# Thiel Pocket Watch



## mel (Dec 6, 2006)

Picture not available I'm afraid - but this is a fairly clean looking Thiel pocket watch, blued steel hands, sub seconds at 6 o'clock position. Incoming in a bumper bundle of watches yesterday, and not my thing. Definitely needs worked upon - the stem and winder is missing so can't even tell if it will wind, set or run. Stem tube looks "iffy" to me, might be bent or out of line, haven't had back off to be sure. Case cosmetically about 7/10 at best, but dial and hands 9 to 9.5/10









Anyhow, anyone want it? otherwise it goes into the box under the bed to be sold on fleabay as part of another outgoing bumper bundle. Looks failry modern to be honest, dial and crystal are unmarked.
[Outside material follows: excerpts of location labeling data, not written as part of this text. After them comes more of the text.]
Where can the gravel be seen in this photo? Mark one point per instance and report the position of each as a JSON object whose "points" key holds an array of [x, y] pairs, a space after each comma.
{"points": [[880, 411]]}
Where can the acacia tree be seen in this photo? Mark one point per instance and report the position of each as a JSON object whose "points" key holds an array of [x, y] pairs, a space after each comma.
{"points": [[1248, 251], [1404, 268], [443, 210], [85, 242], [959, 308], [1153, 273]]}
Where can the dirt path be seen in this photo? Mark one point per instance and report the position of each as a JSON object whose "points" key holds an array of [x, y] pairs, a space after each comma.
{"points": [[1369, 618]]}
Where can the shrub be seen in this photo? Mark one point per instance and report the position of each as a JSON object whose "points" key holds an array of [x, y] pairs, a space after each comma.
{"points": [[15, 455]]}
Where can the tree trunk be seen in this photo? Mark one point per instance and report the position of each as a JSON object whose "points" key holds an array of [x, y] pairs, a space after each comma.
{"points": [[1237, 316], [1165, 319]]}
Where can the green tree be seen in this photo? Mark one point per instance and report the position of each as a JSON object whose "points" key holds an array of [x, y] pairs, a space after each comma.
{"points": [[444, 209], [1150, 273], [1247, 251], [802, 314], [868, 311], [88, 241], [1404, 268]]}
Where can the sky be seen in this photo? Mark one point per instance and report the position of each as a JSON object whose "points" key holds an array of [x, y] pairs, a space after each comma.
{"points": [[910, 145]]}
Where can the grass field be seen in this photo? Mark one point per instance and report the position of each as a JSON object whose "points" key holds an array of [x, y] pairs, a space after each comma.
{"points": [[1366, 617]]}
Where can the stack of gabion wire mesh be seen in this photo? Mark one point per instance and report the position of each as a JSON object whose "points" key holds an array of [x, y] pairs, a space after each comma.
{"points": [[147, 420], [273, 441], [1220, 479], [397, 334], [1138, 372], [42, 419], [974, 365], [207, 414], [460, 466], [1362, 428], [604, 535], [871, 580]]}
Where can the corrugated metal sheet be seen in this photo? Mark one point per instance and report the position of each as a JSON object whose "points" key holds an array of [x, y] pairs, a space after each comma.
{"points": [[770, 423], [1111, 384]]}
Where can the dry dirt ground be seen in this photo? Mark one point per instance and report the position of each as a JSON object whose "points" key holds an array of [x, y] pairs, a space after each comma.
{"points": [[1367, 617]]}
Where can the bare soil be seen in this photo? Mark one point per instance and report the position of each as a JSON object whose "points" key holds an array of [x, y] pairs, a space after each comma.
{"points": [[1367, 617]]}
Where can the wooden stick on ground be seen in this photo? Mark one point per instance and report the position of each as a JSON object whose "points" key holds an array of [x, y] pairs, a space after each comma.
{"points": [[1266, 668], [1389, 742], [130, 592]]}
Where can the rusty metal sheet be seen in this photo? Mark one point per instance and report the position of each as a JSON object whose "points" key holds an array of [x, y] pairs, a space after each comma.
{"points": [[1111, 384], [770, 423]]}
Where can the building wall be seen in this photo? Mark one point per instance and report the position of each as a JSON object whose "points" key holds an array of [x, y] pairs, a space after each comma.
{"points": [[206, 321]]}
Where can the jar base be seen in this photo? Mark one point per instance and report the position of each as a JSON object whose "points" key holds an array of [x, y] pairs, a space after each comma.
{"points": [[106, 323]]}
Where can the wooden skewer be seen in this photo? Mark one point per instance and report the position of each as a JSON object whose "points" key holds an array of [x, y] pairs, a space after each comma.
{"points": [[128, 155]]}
Case ca 47mm dia, crystal and dial ca 40mm, case depth ca 10mm rising to around 13mm centre of domed crystal.

Happy to bubblewrap and jiffybag it off to anyone who wants it and who would pop a wee donation into any of their local childrens charity or hospice/ward if they find it can be used for spares or a fixer-upper.

Fair?

Thiel is/was part of Ruhla at one time maybe? so it's a GDR product I would think


----------